En la estética del enfermo no cree, pero le ha tocado pasar por esta "cita obligada" de todo hombre que representa una "encarnación de la fatalidad y la adversidad". De ahí su trascendencia

Marzal, colaborador de Levante-EMV, tampoco confía en los cánones literarios ni en los juicios generales sobre el estado de la poesía o la novela. Eso de ponerse la mitra de pope literario y proclamar lo que se debe hacer y lo que no se puede "en el fondo son tonterías". "No hay que dar recetas, sino crear grandes obras; o buenas al menos. Es la mejor norma". Esa es su prescripción.

Carlos Marzal, al que la poesía ha dado un nombre en la literatura, también bromea a través de uno de sus personajes sobre la "ordinariez" de los que se quedan en escritores, "consuelo" de quienes hubieran querido ser poetas. No es que él, Marzal, se haya aburguesado, responde, sino que le interesan "todos los géneros, la riqueza total de la escritura".

¿Y los versos? "La poesía -dice al modo del buen maestro Francisco Brines- viene cuando quiere y cuando ella misma se quiere escribir en nosotros, a pesar de que hace falta trabajarla mucho". Y que te pille sobre el papel.

"Ni querría ni he sabido vivir en torres de marfil", añade, pero no las demoniza cual poeta callejero. Es más, Juan Ramón Jiménez, "el poeta que más me interesa del siglo XX y gran padre de la literatura lírica española ha pasado por ser un poeta de ese estilo y es el más grande".
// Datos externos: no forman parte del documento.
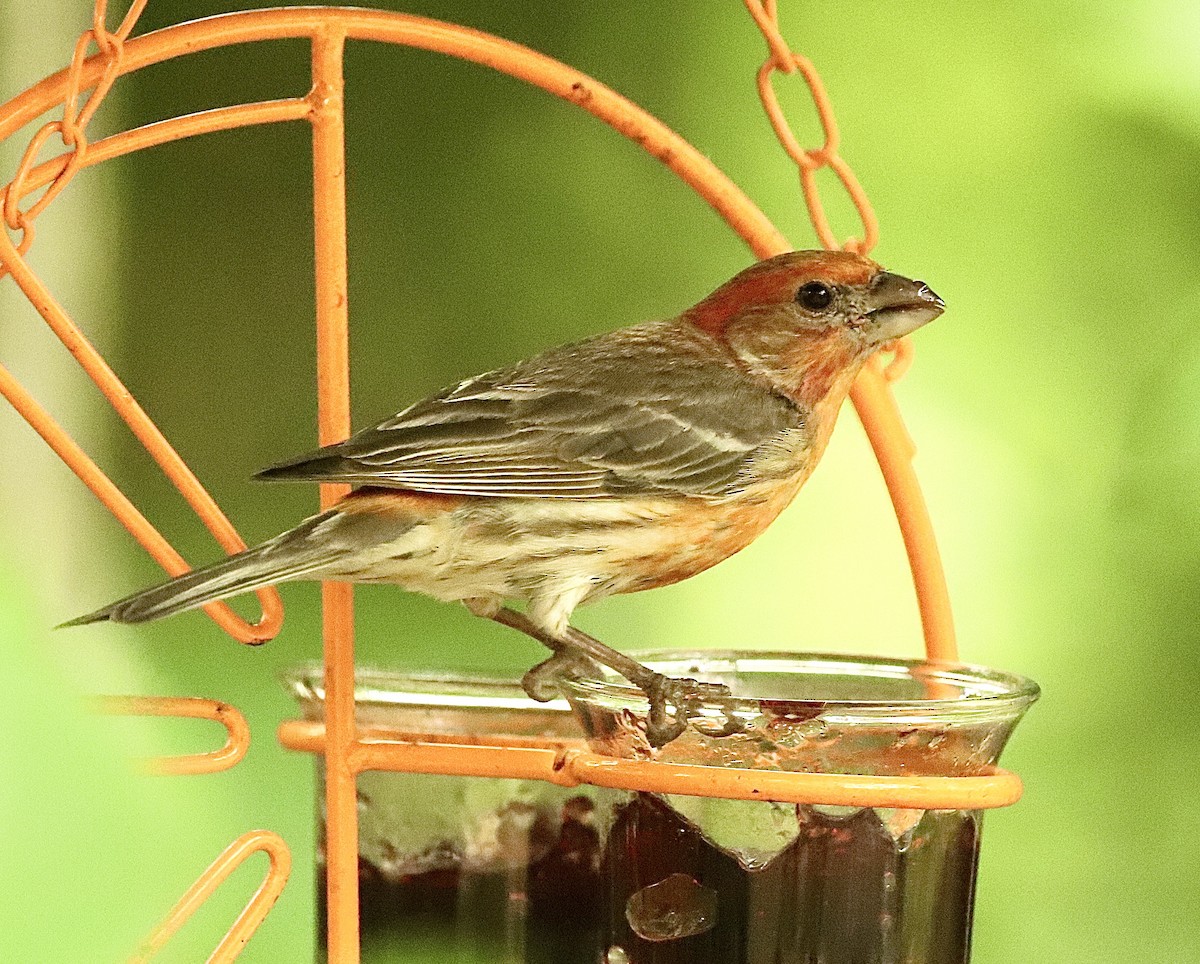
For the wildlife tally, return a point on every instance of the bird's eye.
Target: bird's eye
(815, 295)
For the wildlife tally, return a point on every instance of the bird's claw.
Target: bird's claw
(684, 696)
(540, 683)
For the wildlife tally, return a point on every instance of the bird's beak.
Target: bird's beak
(897, 306)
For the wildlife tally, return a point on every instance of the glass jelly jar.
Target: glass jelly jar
(487, 869)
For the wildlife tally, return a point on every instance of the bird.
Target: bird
(623, 462)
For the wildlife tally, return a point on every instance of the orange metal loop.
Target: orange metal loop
(251, 916)
(12, 214)
(328, 28)
(214, 761)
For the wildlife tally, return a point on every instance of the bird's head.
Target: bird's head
(807, 321)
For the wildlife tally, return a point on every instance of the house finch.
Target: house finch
(623, 462)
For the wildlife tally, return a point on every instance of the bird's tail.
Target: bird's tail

Calles y paisajes valencianos recorren Los pobres desgraciados hijos de perra -título homenaje a Faulkner-, porque el entorno propio "es el que uno mejor conoce". Además, "Valencia me parece tan literaria y cinematográfica como cualquier otra ciudad. No hay paisaje mejor que otro, sino más talento en el escritor o en el director de cine", sentencia.

Con un poco de suerte se titula el primer relato del volumen., porque "todos tenemos la sospecha de que podríamos haber sido otros, con otro camino y un poco de fortuna. Sospecho -vislumbra el escritor- que lo que rige nuestro mundo es la pura casualidad y con ese poco más o menos podríamos ser gente distinta".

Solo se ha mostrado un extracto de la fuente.